The Medicine Seller said:


> , i see a lot of red in his future, i wanna be there to see what he says next, just to call him on the crap he says


Hang around the battledome, tons of wanking from him.

Also, he keeps getting green, I don't know from who D:


----------



## Kri (Sep 7, 2008)

It was calm and mostly uneventful, but that's what I wanted  Thanks for asking.


----------



## Sin (Sep 7, 2008)

Kribaby said:


> It was calm and mostly uneventful, but that's what I wanted  Thanks for asking.


That's usually what I prefer too.

I don't really like big parties D:


----------



## Memos (Sep 7, 2008)

Sin said:


> Hang around the battledome, tons of wanking from him.
> 
> Also, he keeps getting green, I don't know from who D:



lol, he must have a few alt's



Kribaby said:


> It was calm and mostly uneventful, but that's what I wanted  Thanks for asking.



good to hear chris


----------



## Sin (Sep 7, 2008)

I've officially decided to try One Piece 

It might take me a while to catch all the way tho.

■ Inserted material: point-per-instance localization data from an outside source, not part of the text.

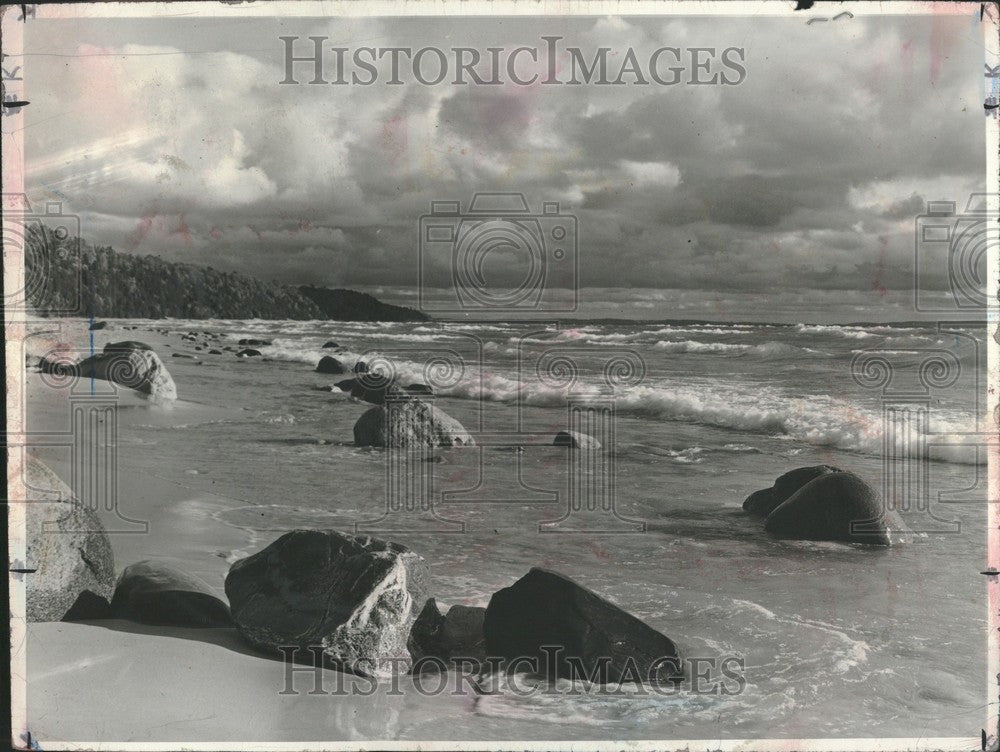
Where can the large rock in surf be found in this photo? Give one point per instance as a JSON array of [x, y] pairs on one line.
[[153, 593], [134, 368], [836, 507], [68, 549], [765, 501], [355, 597], [576, 440], [375, 390], [596, 638], [329, 364], [409, 423]]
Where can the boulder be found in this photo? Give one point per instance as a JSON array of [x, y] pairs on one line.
[[138, 369], [328, 364], [357, 597], [576, 440], [596, 637], [68, 549], [763, 502], [426, 633], [457, 634], [409, 423], [836, 507], [152, 593], [462, 633]]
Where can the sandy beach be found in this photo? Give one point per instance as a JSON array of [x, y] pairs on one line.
[[257, 446]]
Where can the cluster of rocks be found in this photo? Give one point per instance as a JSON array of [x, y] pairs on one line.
[[825, 503], [70, 568], [365, 604], [401, 419]]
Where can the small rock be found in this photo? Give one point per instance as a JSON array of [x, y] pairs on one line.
[[331, 365], [153, 593], [410, 423], [547, 609], [576, 440]]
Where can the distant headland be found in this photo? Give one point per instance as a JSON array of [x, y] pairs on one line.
[[67, 274]]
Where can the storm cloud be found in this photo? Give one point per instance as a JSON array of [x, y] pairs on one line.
[[174, 137]]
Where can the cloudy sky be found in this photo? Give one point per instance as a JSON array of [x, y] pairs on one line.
[[174, 137]]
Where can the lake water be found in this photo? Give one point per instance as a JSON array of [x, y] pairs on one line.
[[834, 640]]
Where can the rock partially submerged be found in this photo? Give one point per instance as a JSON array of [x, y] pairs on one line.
[[68, 549], [836, 507], [765, 501], [126, 345], [409, 423], [328, 364], [576, 440], [375, 390], [355, 597], [595, 638], [137, 368], [449, 637], [153, 593]]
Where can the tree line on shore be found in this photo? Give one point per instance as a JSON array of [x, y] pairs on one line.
[[69, 276]]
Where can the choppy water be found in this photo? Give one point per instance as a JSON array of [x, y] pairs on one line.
[[837, 640]]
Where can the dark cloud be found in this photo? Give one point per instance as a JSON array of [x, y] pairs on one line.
[[808, 175]]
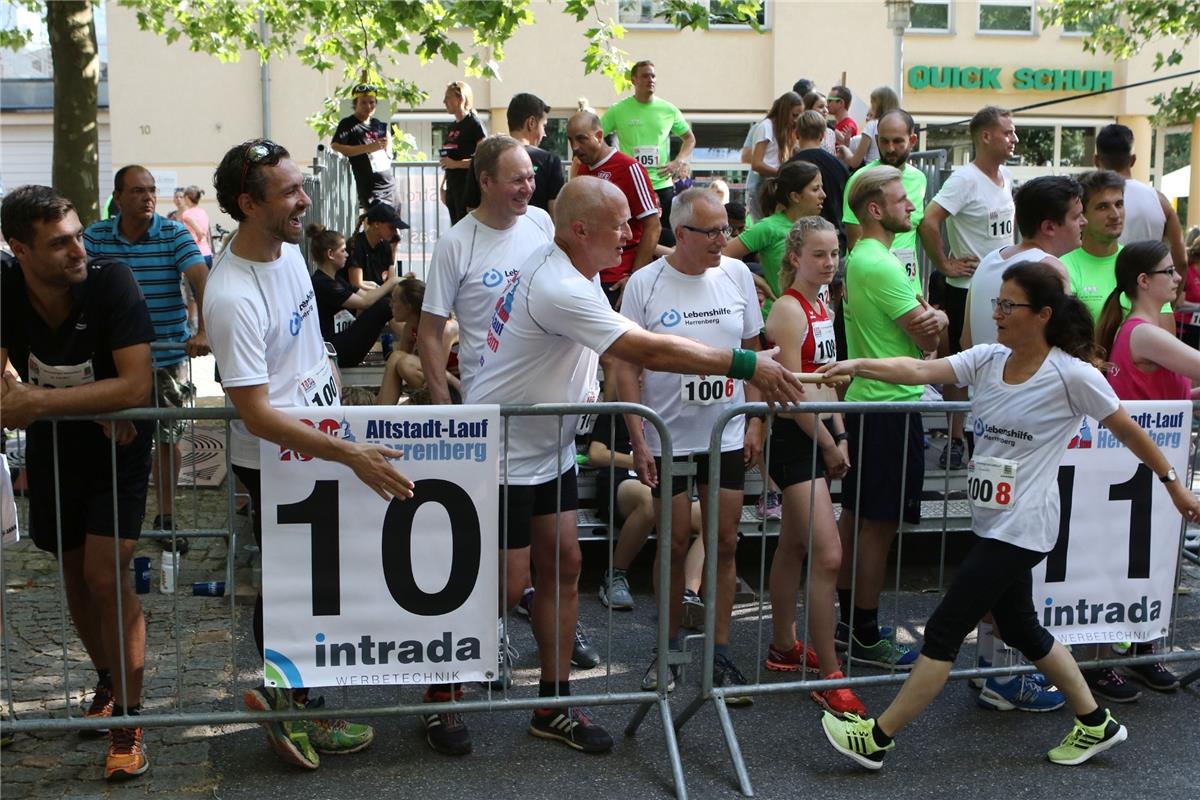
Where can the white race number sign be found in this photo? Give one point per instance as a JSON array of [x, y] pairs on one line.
[[1111, 575], [361, 591]]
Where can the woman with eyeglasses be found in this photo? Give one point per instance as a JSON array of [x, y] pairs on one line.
[[1146, 364], [459, 146], [1032, 386], [793, 193], [802, 326]]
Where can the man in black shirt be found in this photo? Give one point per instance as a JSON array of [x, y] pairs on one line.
[[78, 334], [372, 251], [811, 128], [527, 124], [364, 139]]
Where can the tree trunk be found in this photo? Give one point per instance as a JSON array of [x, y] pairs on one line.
[[76, 172]]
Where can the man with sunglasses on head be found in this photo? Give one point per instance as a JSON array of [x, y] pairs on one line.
[[364, 139], [267, 338]]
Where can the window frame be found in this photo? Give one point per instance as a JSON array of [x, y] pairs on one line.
[[1033, 18]]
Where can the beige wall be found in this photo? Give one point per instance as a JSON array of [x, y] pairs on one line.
[[213, 106]]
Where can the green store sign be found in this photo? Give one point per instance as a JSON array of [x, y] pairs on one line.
[[1023, 78]]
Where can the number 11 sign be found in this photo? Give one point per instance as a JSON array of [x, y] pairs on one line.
[[358, 591]]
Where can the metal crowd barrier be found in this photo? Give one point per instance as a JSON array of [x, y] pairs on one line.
[[179, 715], [717, 696]]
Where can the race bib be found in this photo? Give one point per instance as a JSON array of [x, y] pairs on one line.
[[706, 390], [825, 344], [60, 376], [647, 157], [991, 482], [342, 320], [319, 385], [907, 257]]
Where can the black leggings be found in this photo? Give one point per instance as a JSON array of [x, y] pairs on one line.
[[357, 341], [252, 480], [995, 577]]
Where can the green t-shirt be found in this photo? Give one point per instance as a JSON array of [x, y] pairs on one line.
[[768, 238], [877, 293], [643, 133], [904, 246]]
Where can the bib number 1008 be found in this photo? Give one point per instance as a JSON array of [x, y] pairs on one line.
[[703, 390]]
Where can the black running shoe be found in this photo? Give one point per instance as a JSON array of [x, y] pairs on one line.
[[574, 727], [447, 732]]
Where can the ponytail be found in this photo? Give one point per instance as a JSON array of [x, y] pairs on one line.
[[1071, 324]]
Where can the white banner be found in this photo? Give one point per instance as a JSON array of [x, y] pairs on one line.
[[360, 591], [1111, 575]]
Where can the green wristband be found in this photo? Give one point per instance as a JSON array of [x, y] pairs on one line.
[[743, 365]]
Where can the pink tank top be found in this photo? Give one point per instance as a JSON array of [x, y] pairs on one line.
[[1131, 383]]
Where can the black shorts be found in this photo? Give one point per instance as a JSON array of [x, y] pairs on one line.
[[886, 461], [792, 457], [525, 503], [85, 500], [955, 307], [733, 473]]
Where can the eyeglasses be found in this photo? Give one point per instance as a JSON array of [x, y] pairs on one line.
[[1007, 306], [712, 233], [258, 152]]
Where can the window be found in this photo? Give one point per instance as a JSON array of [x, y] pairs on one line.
[[930, 16], [651, 12], [1006, 16]]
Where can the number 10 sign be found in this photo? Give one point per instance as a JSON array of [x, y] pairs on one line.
[[360, 591]]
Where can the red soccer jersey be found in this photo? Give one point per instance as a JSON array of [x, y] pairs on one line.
[[631, 179]]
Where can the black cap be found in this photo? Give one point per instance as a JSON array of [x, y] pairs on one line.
[[385, 212]]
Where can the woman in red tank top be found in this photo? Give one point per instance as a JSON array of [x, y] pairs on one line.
[[803, 329], [1146, 364]]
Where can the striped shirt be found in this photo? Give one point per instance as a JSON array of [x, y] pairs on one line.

Specially since school is pretty hectic right now.


----------



## Memos (Sep 7, 2008)

Sin said:


> I've officially decided to try One Piece
> 
> It might take me a while to catch all the way tho.
> 
> Specially since school is pretty hectic right now.



i'm going to start that after i get through Claymore.

or i might start it after i read the FMA manga to see how it ACTUALLY ends, the One Piece art always put me off


----------



## Sin (Sep 7, 2008)

The Medicine Seller said:


> i'm going to start that after i get through Claymore.
> 
> or i might start it after i read the FMA manga to see how it ACTUALLY ends, the One Piece art always put me off


I read Fairy Tail, which has fairly similar art (or so I hear).

FMA Manga isn't over yet, tho you should definitely read it, it's even better than the anime.


----------



## Memos (Sep 7, 2008)

Sin said:


> I read Fairy Tail, which has fairly similar art (or so I hear).
> 
> FMA Manga isn't over yet, tho you should definitely read it, it's even better than the anime.



yeah thats what everyone says about FMA, but the anime was great anyway so i have high hopes for the manga.

TBH i didnt really get a satisfactory ending from the anime so i hope the manga does more justice to Alphonse Elric, he was my favourite character and he got pissed on


----------



## Sin (Sep 7, 2008)

The Medicine Seller said:


> yeah thats what everyone says about FMA, but the anime was great anyway so i have high hopes for the manga.
> 
> TBH i didnt really get a satisfactory ending from the anime so i hope the manga does more justice to Alphonse Elric, he was my favourite character and he got pissed on


Plenty of Al development in the manga.

As well as the homonculi get much more attention.

It's great. Should be at the top of your to-read-list.


----------



## ez (Sep 7, 2008)

Sandy said:
			
		

> Come on MSN sometime I need to show you something.



currently signed on hmm


----------



## Memos (Sep 7, 2008)

Sin said:


> Plenty of Al development in the manga.
> 
> As well as the homonculi get much more attention.
> 
> It's great. Should be at the top of your to-read-list.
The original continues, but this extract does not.